Menu
Libération
Exposition

A la Tiny Gallery de Bruxelles, retouche vers le futur

La galerie bruxelloise présente avec «Illusory Love» les fascinants portraits d’ancêtres d’Olivier Guyaux, générés par une intelligence artificielle et imprimés via des procédés anciens.
Un portrait créé par une intelligence artificielle, dans l'exposition «Illusory Love». (Olivier Guyaux)
publié le 17 décembre 2022 à 5h03

Légèrement en retrait de la place Flagey, une des vastes esplanades animées de Bruxelles, la Tiny Gallery, ouverte en mars 2020, s’impose à bas bruit comme un lieu soustrait aux contingences du quotidien citadin. Pour qualifier ce qui s’y trame dans une trompeuse quiétude surannée (huit collaborateurs, de six nationalités différentes), Olivier Guyaux, qui anime l’officine arrimée au parcours «Photo Brut 2», parle de «répit culturel, concentré sur une photographie lente, guidée par la simplicité du geste».

«Acte instinctif»

Aussi énigmatique qu’engageant, l’énoncé renvoie en fait à la pratique amateur, telle qu’on la concevait aux prémices du médium, dans les années 1860, jusqu’à l’entre-deux-guerres. Un «acte instinctif, pas destiné à entrer dans le cadre artistique», mais que l’on contemple aujourd’hui avec une tendre déférence, dans l’antre constellé de cyanotypes, tintotypes et autres albumines.
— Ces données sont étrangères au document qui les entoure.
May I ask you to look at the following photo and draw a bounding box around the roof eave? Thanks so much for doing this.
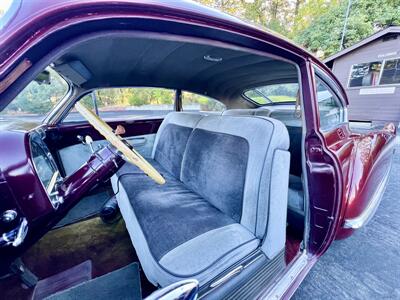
[324,26,400,63]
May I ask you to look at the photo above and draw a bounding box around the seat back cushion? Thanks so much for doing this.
[222,108,271,117]
[181,128,249,222]
[181,115,289,238]
[224,110,303,177]
[152,112,204,178]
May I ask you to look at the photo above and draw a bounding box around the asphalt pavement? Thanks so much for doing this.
[293,144,400,299]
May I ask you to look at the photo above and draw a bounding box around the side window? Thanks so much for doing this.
[64,87,174,122]
[316,77,345,130]
[182,91,225,113]
[0,68,68,122]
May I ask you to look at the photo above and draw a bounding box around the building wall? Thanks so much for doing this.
[331,35,400,122]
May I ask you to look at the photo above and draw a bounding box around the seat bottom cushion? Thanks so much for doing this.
[112,161,259,286]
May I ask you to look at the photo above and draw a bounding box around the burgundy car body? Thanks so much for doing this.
[0,0,396,298]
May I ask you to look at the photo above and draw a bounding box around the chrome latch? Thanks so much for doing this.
[1,218,28,247]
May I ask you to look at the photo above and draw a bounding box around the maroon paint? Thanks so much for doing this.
[0,127,124,273]
[323,123,397,239]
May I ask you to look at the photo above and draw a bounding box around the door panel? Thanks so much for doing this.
[59,133,156,176]
[45,118,163,176]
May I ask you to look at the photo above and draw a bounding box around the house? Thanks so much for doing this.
[325,26,400,123]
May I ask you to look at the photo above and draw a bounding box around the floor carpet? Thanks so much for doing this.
[0,217,137,300]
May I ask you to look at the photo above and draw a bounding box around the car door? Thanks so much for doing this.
[313,67,397,240]
[45,88,174,177]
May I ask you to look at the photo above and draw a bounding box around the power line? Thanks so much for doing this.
[340,0,353,51]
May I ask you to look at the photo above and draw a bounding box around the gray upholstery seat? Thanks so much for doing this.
[223,109,306,226]
[112,112,290,287]
[222,108,271,117]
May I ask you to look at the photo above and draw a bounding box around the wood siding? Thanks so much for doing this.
[331,35,400,122]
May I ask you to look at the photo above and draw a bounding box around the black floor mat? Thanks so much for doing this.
[45,263,141,300]
[54,189,113,228]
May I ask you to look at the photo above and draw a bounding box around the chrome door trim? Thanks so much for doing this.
[259,251,308,300]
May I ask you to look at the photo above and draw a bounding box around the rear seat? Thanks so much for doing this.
[223,109,305,229]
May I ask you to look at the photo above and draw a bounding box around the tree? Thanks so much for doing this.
[295,0,400,58]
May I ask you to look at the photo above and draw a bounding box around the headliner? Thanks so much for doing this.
[53,35,298,107]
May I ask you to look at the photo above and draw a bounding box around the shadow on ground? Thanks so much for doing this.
[293,146,400,300]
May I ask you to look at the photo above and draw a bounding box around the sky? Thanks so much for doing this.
[0,0,13,16]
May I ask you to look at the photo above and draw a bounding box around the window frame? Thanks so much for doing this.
[347,56,400,89]
[314,67,348,131]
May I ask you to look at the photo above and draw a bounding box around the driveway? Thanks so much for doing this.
[293,144,400,299]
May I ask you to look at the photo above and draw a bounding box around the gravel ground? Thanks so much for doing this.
[293,145,400,300]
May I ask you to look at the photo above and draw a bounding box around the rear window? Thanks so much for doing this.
[182,91,225,112]
[244,83,299,105]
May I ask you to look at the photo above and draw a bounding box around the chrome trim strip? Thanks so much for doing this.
[43,85,76,125]
[209,265,243,288]
[343,161,392,229]
[145,279,199,300]
[259,252,308,300]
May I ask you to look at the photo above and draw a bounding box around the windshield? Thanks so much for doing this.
[0,68,69,123]
[0,0,16,30]
[0,0,13,17]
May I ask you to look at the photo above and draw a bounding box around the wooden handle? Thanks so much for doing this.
[75,102,165,185]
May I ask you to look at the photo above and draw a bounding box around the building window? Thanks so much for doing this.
[349,61,382,87]
[243,83,299,105]
[380,58,400,85]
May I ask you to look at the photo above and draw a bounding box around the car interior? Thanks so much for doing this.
[0,33,308,299]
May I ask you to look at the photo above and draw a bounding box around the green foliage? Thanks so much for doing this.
[196,0,400,58]
[1,69,68,116]
[295,0,400,58]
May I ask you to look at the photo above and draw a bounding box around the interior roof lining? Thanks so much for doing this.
[56,35,297,102]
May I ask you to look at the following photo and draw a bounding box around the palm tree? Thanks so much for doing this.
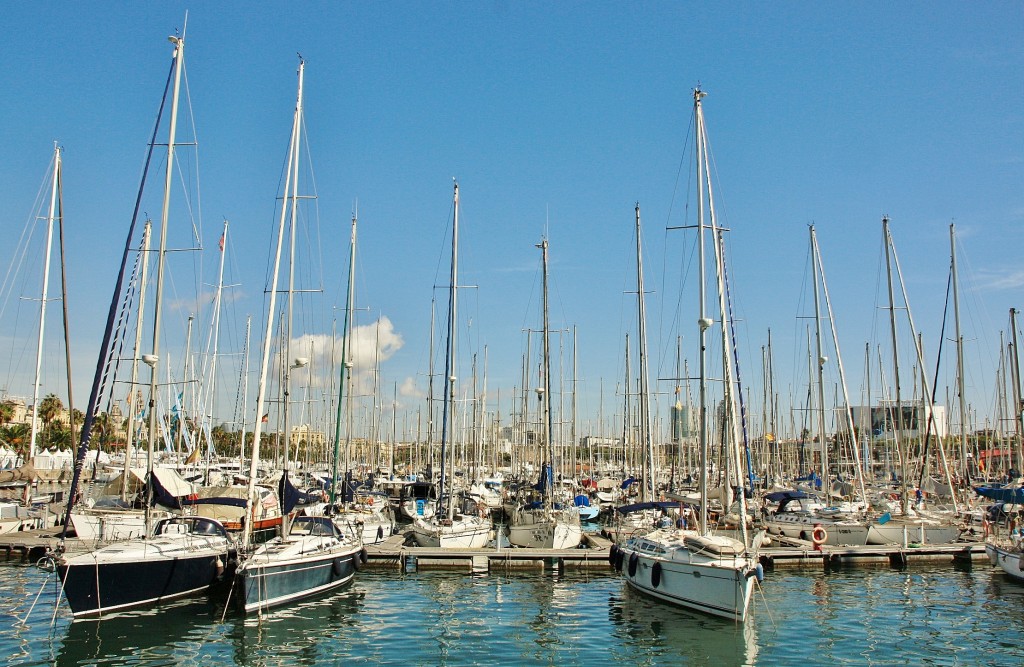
[1,423,32,465]
[0,401,14,428]
[38,393,64,449]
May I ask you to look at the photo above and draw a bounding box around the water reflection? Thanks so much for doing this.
[53,586,365,667]
[608,585,759,666]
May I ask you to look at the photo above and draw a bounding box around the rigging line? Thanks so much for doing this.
[101,234,146,415]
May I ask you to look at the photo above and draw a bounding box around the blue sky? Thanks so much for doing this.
[1,3,1022,442]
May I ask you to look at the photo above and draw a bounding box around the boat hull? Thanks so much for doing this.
[619,533,758,622]
[507,510,582,549]
[57,534,233,618]
[236,544,360,613]
[866,522,962,545]
[987,541,1024,582]
[410,515,491,548]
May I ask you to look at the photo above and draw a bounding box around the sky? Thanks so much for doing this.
[1,3,1022,445]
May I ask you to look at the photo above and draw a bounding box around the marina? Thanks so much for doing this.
[1,5,1023,666]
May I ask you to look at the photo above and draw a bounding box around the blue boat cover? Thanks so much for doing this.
[974,486,1024,503]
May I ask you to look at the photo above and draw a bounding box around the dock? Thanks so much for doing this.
[0,526,988,573]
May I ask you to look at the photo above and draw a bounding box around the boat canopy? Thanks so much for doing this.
[974,486,1024,504]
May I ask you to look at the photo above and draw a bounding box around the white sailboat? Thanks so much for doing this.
[233,58,362,614]
[410,182,491,549]
[506,237,583,550]
[618,88,761,623]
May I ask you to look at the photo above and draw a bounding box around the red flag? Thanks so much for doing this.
[218,233,225,252]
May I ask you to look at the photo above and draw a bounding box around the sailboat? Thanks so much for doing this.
[506,237,583,550]
[233,58,362,614]
[409,182,491,549]
[618,88,761,623]
[54,32,236,619]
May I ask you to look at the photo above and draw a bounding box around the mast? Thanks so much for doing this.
[242,57,304,550]
[811,226,868,504]
[950,225,969,483]
[1010,309,1024,476]
[694,87,711,535]
[331,209,357,505]
[143,33,185,531]
[634,203,655,503]
[810,225,830,495]
[438,181,460,522]
[238,315,251,461]
[537,237,554,512]
[882,216,909,516]
[28,146,61,462]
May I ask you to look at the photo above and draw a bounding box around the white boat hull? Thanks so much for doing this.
[618,530,759,622]
[987,541,1024,582]
[410,515,491,549]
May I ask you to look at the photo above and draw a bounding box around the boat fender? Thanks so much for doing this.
[628,552,639,577]
[216,557,224,578]
[333,558,345,577]
[377,525,385,541]
[812,525,827,548]
[608,544,619,565]
[651,561,662,588]
[353,553,364,571]
[360,547,369,565]
[745,563,764,582]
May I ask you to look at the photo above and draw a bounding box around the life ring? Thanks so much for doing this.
[628,552,639,577]
[651,561,662,588]
[811,525,828,546]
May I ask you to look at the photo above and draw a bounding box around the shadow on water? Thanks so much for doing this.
[53,585,365,667]
[608,585,758,666]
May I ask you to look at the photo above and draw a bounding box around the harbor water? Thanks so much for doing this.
[2,560,1023,666]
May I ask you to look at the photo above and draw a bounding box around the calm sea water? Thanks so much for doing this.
[2,559,1023,666]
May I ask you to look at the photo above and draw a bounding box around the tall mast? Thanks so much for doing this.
[950,225,969,482]
[537,237,554,511]
[28,145,61,462]
[634,203,654,502]
[694,87,711,535]
[144,34,185,531]
[242,57,304,550]
[882,216,909,515]
[810,225,829,494]
[331,209,357,504]
[438,182,460,521]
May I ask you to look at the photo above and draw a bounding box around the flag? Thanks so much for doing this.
[261,413,269,423]
[185,447,200,464]
[218,233,225,252]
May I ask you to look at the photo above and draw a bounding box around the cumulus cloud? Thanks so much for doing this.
[281,316,404,395]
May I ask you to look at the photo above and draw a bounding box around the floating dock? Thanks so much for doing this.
[0,526,988,573]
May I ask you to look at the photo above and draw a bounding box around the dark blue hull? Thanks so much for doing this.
[57,548,232,618]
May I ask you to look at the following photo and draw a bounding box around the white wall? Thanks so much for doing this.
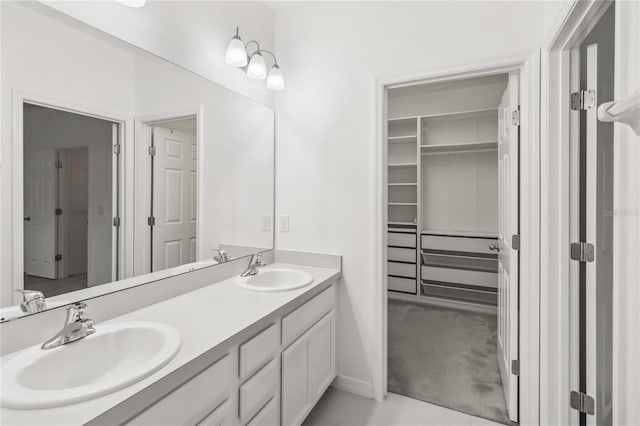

Des scènes ordinaires où l’on joue, trinque, se balade, prend la pose en famille, ou entre amis. Et puis, il y a également cet ensemble fascinant de portraits d’hommes et de femmes, bien mis de leur personne, qui fixent l’objectif, l’air pénétré ou farouche sans doute accentué par la solennité d’une situation qui, à la fin du XIXe siècle ou au début du XXe n’était guère fréquente.

Ancêtres sans parents

La série porte le titre «Illusory Love» et ne dévoile rien de l’identité des êtres représentés… pour la simple raison qu’ils n’ont jamais existé. Magie ou malédiction des temps modernes, c’est en effet l’intelligence artificielle qui, par le truchement d’une minutieuse description textuelle, a généré cette galerie apocryphe d’ancêtres sans parents, ni descendance, peaufinée des mois durant au moyen des matériaux et techniques d’autrefois (albumine, bromure d’argent, papier chiffon, insolation…). Un florilège ectoplasmique qui n’est pas sans poser question, de l’aveu même de l’apprenti-sorcier, Olivier Guyaux, par ailleurs spécialisé dans la numérisation du patrimoine culturel (il a travaillé pour le Prado, l’école de La Cambre, la Fondation Niki de Saint Phalle…), pointant «les dangers» d’un subterfuge brouillant les frontières chronologiques d’une authenticité si pernicieusement falsifiée.

«Illusory Love», Tiny Gallery, 26 rue de la Cuve à Bruxelles, jusqu’au 19 mars.